If you already have watercolors in tubes, you can easily make your own travel palette, using your own colors. See complete DYI directions for my tiny Altoids palette here.
Fill each of the empty sections from tubes of watercolor. I used a warm and cool of each of the three primary colors.

Top Row: Permanent Yellow Deep, Vermilion, Manganese Blue

Second Row: Winsor Yellow, Crimson Red Lake, Ultramarine Blue Deep

Tip: Stir freshly squeezed color with a toothpick to make sure it is evenly distributed. Allow paints to dry with the lid open overnight before transporting.

Sunday, June 15, 2014

Sunday Painters -- A Gnome a Day

Practice is what makes the lessons you learn stick. Nothing is a better inspiration to memory than trauma. :) So for you Sunday Painters, practice your figure painting by using statuary as the model....statuary that has loads of personality. What better than gnomes?

You will need:
  1. 10x11" sections of 140# watercolor paper, with an 8x10" frame penciled inside the borders.
  2. A Micron or Pitt Pen, black/waterproof/size .01
  3. A basic set of watercolors, #8 round brush
  4. water container, paper towels, sponge to dab wet brushes
For the next week, I will post brief descriptions on how I painted these and other gnomes.

Tuesday, June 10, 2014

The Lookout

I first noticed the Lookout Gnome, checking to see if the coast was clear. But as I turned, I noticed a movement on my left. As I glanced over, the guy in the yellow hat froze and he has stayed that way ever since. But I think I hear a growl now and then. Yoicks! I don't wanna be spade! :) Yes, I do know how to spell. (Click image to zoom)

Monday, June 9, 2014


I had plans to paint with The Anacortes Sketchers today, but a strange thing happened on the way to the garage.

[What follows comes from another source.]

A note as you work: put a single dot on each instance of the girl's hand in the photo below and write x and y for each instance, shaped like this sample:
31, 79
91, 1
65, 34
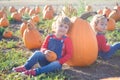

I had the oddest feeling that I was being watched. If you look carefully, you will see 4 figures hiding on my deck.
Before I knew it, I was kidnapped by UGGs (Unidentified Garden Gnomes), was rudely shuffled into the studio and forced to paint their portraits.

Watercolors being the way they are, the time I needed to allow for drying between washes used up all my afternoon. Sorry guys, but I think I can post a sketch tomorrow, if they don't catch me doing it. :)

Sunday, June 1, 2014

Sunday Painters, "Gnome" for it

I thought I would share a lesson from my weekly classes with you Sunday painters.

Eventually, most artists want to include the figure in their work, either as the subject or as an element of the composition. It's common to be intimidated by one's own expectations of how it is going to turn out. Drawing problems, color, proportion, etc. all create challenges.

But what if you eliminate the worry of disappointing your subject or not creating a "likeness"? Choose statuary and your model doesn't move, squirm or need a break. You need a subject with a lot of character. Gnomes are hard to find in the wild, but there are lots of domesticated ones available right in your area. Simplify the process by sketching with line and wash.
"Gnome" out on a limb and give a try. It's a lot of fun!